Pour bien montrer qu'il n'était pas un pèlerin comme les autres, Ausbert Ancelin avait été amené au lieu du rendez-vous dans une charrette, comme s’il devait aller au gibet. Un moine chargé de le surveiller tout au long du voyage l’accompagnait.

Le condamné avait dû, avant la messe, faire une sorte d’amende honorable qui d’ailleurs n’en avait pas été une, car il s’était contenté de clamer son innocence à tous les échos. Et pour la première fois, Marjolaine avait pu voir de près cet homme dont le sort tragique, et tellement injuste, la hantait depuis la mort de Foletier. Elle débordait de compassion pour lui, une compassion qui se mêlait de honte puisqu'elle n’avait pas le courage de risquer la mort pour tenter de faire éclater son innocence. Mais elle savait que les mesures d'Etienne étaient bien prises et qu'Ausbert Ancelin n'aurait pas été sauvé pour autant...

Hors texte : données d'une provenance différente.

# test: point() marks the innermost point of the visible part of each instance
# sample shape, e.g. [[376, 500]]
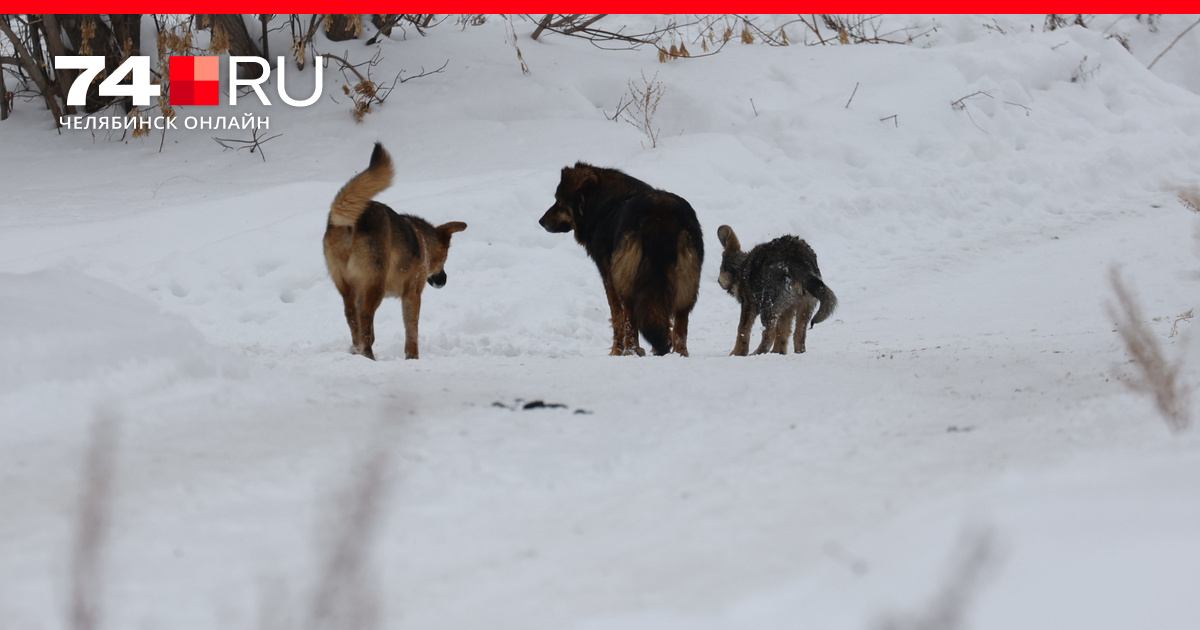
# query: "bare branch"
[[1158, 377], [1151, 66]]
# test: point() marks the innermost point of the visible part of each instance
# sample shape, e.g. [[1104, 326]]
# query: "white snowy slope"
[[965, 399]]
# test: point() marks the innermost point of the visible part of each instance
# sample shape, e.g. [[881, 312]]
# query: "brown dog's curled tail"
[[354, 197], [815, 286]]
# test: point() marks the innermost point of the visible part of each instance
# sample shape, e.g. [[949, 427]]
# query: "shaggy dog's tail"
[[817, 288], [354, 197]]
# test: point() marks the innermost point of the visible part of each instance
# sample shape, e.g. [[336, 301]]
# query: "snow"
[[966, 395]]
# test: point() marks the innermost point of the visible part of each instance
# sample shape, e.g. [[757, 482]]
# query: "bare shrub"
[[640, 106], [91, 525], [1156, 376], [1191, 198]]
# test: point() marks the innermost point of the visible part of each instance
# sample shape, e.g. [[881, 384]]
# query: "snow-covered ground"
[[957, 449]]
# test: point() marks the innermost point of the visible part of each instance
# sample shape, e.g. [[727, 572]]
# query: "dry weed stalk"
[[1157, 376], [91, 525]]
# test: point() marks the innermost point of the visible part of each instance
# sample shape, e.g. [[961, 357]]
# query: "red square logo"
[[195, 81]]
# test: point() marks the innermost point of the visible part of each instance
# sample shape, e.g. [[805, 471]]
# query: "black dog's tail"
[[817, 288]]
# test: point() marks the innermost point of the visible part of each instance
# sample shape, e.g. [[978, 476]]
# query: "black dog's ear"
[[577, 179], [729, 239]]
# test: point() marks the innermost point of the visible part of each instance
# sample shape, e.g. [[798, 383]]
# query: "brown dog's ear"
[[579, 179], [729, 239], [447, 229]]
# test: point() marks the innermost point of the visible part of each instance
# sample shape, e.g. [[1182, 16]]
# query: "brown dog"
[[647, 245], [371, 252]]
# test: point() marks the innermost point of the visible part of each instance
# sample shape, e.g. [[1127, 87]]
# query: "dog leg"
[[803, 315], [352, 317], [629, 342], [784, 331], [742, 346], [412, 303], [615, 317], [768, 334], [371, 298], [679, 333]]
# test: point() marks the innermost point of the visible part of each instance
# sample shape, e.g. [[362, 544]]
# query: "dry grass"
[[91, 526], [345, 593], [1156, 376]]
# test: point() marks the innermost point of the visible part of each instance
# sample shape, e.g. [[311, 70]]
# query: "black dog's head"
[[732, 259], [575, 183]]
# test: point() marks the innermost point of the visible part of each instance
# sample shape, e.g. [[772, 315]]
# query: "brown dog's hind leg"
[[803, 315], [352, 317], [412, 304], [742, 346], [616, 317], [371, 298], [679, 333], [768, 335], [784, 331]]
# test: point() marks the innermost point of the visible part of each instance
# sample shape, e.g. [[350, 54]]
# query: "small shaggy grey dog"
[[781, 281]]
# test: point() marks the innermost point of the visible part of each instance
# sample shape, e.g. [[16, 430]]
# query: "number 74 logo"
[[138, 67]]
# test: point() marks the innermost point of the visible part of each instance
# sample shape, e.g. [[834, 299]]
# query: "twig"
[[1027, 111], [1151, 66], [253, 144], [961, 105]]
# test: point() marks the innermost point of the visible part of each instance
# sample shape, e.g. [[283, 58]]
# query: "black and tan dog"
[[371, 252], [781, 281], [647, 245]]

Le pèlerin forcé était un homme vigoureux, de trente-cinq ans environ, mais deux mois passés dans les geôles de l’abbaye, et surtout le chagrin et l’angoisse de son sort immérité, l’avaient considérablement amaigri et pâli. Grand et blond comme le sont souvent les Normands dont il avait du sang, il paraissait osseux et sa peau avait une vilaine couleur d’un gris jaunâtre. Il avait un curieux visage sans réelle beauté, mais non dépourvu de charme par la vertu de traits singulièrement expressifs striés d’une multitude de rides précoces. Ces rides étaient dues surtout à l’heureux caractère d’Ausbert qui, jusqu’à son malheur récent, avait aimé à rire et à chanter tout au long du jour quand il maniait les outils d’un métier auquel il portait un véritable amour. Le rire s’était éteint, mais les plis tracés par les joies d’autrefois n’étaient pas encore effacés.